Éibhear/Gibiris

What is it with companies that allow low-gain business initiatives interfere with the security of their customers?

Imagine the following conversation in a company that manufactures and sells door locks:

Product Development: "We've got this great idea for generating revenue from our products after we sell them. We build a set of hooks to into our locks that will allow callers to hang their marketing flyers"

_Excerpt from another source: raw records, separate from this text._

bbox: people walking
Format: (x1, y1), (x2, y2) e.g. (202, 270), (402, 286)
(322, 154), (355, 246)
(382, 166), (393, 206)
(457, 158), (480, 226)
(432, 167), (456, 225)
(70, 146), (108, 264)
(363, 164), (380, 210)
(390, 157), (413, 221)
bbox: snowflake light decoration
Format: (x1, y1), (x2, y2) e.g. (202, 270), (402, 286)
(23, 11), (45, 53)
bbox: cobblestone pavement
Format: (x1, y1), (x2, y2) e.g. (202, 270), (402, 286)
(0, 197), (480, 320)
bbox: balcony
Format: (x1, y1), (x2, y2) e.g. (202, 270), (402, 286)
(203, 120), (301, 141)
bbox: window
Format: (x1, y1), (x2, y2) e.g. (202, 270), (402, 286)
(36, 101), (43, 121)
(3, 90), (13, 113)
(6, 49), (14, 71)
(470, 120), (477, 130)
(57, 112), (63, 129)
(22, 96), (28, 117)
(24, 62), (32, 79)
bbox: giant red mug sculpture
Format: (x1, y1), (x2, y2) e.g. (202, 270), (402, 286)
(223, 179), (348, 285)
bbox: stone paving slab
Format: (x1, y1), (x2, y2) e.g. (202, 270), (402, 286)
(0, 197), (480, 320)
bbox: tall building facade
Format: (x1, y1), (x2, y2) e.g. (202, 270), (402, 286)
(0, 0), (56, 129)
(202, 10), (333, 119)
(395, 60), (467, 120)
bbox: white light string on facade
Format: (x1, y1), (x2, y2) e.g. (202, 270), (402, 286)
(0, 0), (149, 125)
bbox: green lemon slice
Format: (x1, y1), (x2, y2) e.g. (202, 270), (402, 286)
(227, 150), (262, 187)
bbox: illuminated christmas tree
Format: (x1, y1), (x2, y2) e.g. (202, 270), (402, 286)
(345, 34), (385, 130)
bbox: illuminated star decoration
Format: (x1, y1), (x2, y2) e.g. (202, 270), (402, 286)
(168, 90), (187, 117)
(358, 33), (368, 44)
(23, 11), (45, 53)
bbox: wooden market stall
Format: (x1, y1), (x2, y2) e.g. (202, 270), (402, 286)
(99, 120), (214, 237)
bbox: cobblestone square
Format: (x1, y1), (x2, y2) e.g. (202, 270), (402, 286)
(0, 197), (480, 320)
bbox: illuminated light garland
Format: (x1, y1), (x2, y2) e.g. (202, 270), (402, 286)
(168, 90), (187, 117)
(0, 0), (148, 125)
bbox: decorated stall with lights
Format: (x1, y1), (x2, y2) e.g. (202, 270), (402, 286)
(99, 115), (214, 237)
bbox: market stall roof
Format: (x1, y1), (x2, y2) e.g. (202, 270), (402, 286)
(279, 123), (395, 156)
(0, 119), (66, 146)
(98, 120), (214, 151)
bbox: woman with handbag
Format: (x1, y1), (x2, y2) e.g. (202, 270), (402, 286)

Engineering: "What? Sorry?"

PD: "Yeah, y'know. Like the flyers that advertise pizza-delivery or that tell you how great the local politician is doing. We'd charge a small fee, maybe 10¢, per flyer. The distributors will be delighted because the home-owners will be guaranteed to see these."

Engineering: "…"

Ridiculous, don't you think?

But that's just what Lenovo has been found to be doing. Yup: for some time last year, the laptop company shipped its products will a module called "Superfish", which – the least of its offenses – popped up advertising to users which related to the web sites they were visiting.

But what they did was much worse:

  • Superfish interfered with encrypted connections to websites in order to pop up ads related to them.
  • Superfish did this by interposing itself between the web-browser and the remote web site and by pretending to be that remote website as far as the encrypted conversation was concerned.
  • Superfish, however, did this in such shoddy ways, like
    • using the same masquerading SSL certificate on all installations;
    • using a shockingly-easy-to-crack password to 'protect' the SSL certificate; and
    • implementing portions of the protection stupidly
  • And (finally, to date, but watch this space) Superfish uses a root-kit to make itself harder to uninstall.

And for much of this controversy, Lenovo has trouble understanding that this is bad, and why.

And this isn't new. Remember when Sony thought it was a good idea to install a root-kit onto everyone's PC to make it hard to remove the software they force-installed to prevent (very-much-legal) copying of CDs they released? That was, literally, 10 years ago.

There's no excuse for interfering with your customers' security. Even if you do it responsibly. If someone comes to you with the idea of installing something onto a customer's computer in a way that the customer would not want or be aware of, then you're red flag should wave, and you should refuse – to the extent that your honour permits, I suppose – to be involved.